Summary
1.
Introduction
Founded in 1875, Indiana University of Pennsylvania (IUP) is a comprehensive university providing an intellectually challenging experience to nearly fourteen thousand students at the university's three campuses. As the largest one of the 14 universities within the Pennsylvania State System of Higher Education, MP's academic offerings include more than a hundred undergraduate majors with a variety of internship and study abroad programs, more than forty master's degree programs, and eight doctoral degrees. The university mission statement indicates that “IUP serves students from across the nation and around the world by introducing them to and sustaining them in a culture of high aspiration and achievement so they may lead productive and meaningful lives.”;
The Physics Department at IUP has maintained a long tradition of high-quality graduate and undergraduate instructional and research programs. The Physics Department has built on this tradition by developing a brand new BS program in Applied Physics with Nano-manufacturing technology (NMT) and Electro-optics (EO) tracks, strengthening a respected MS Program in Physics, graduating a nationally significant number of secondary school physics teachers, and acquiring a wide range of state-of-the-art experimental and computational facilities. These factors have placed IUP in a unique position to offer several structured, rigorous, and intensive research/teaching programs in Applied Physics for motivated undergraduate students.

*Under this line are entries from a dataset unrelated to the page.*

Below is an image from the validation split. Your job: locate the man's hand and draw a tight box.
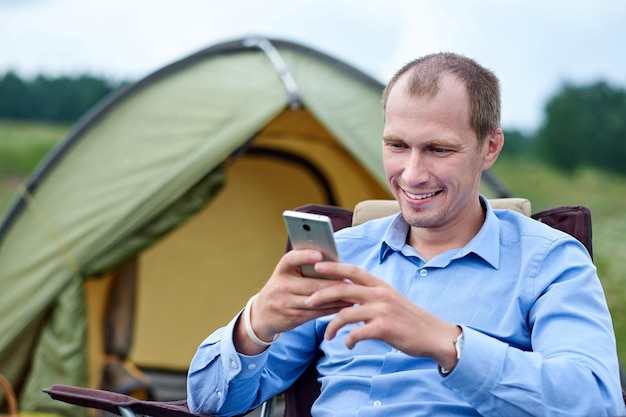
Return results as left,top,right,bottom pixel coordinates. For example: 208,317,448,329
234,250,351,355
305,262,461,369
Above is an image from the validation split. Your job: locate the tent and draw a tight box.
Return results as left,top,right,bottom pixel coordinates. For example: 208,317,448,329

For many years, western Pennsylvania thrived economically on such industries as coal and steel. However, in recent decades the emphasis on these industries has shifted, resulting in an economic decline and a demographic shift for this once prosperous region. In order to regain prosperity, regional and state leaders have focused attention on the revitalization of the local economy and its workforce. To accomplish these goals, they have attracted a new emerging high-tech industry - Electro Optics (EO) - to the area. According to regional industry officials, western Pennsylvania needs to look to the future and pinpoint current industry niches if it wants to continue to build a technology base that would grow into economic generators.
As the result, the Armstrong County Board of Commissioners and the Armstrong County Industrial Development Authority are credited with the recent development of Northpointe Technology Center, a 925-acre technology park with an emphasis on attracting Electro-Optics and other high-tech related industries. Only 33 miles from Pittsburgh with easy access to major highways and the Pennsylvania Turnpike, Northpointe, located in Freeport, PA, has the infrastructure and economic incentives to attract and support global companies such as Boeing, DRS, and RAPT, as well as small start-up companies such as Armstrong Laser Technology, Sabeus Sensor Technology, and Caeacal, Inc, etc.
Focused on the revitalization of the local economy and its workforce, the Physics Department, IUP, launched its new joint AAS/AS/BS Electro-Optics (EO) degree Programs in August 2002, which is designed to educate a wide range of students for entry into the rapidly-evolving photonics workforce. The first option, an Associate of Applied Science degree (A.A.S. in Electro-Optics), is geared toward individuals seeking employment as senior technicians in the field. The second option, the Associate of Science degree (A.S. in Electro-Optics), has a larger concentration of liberal studies courses. With the A.S.E.O. degree the student has a choice of either going directly to work or to matriculate at IUP main campus and earn a B.S. degree in the Electro-Optics track in Applied Physics.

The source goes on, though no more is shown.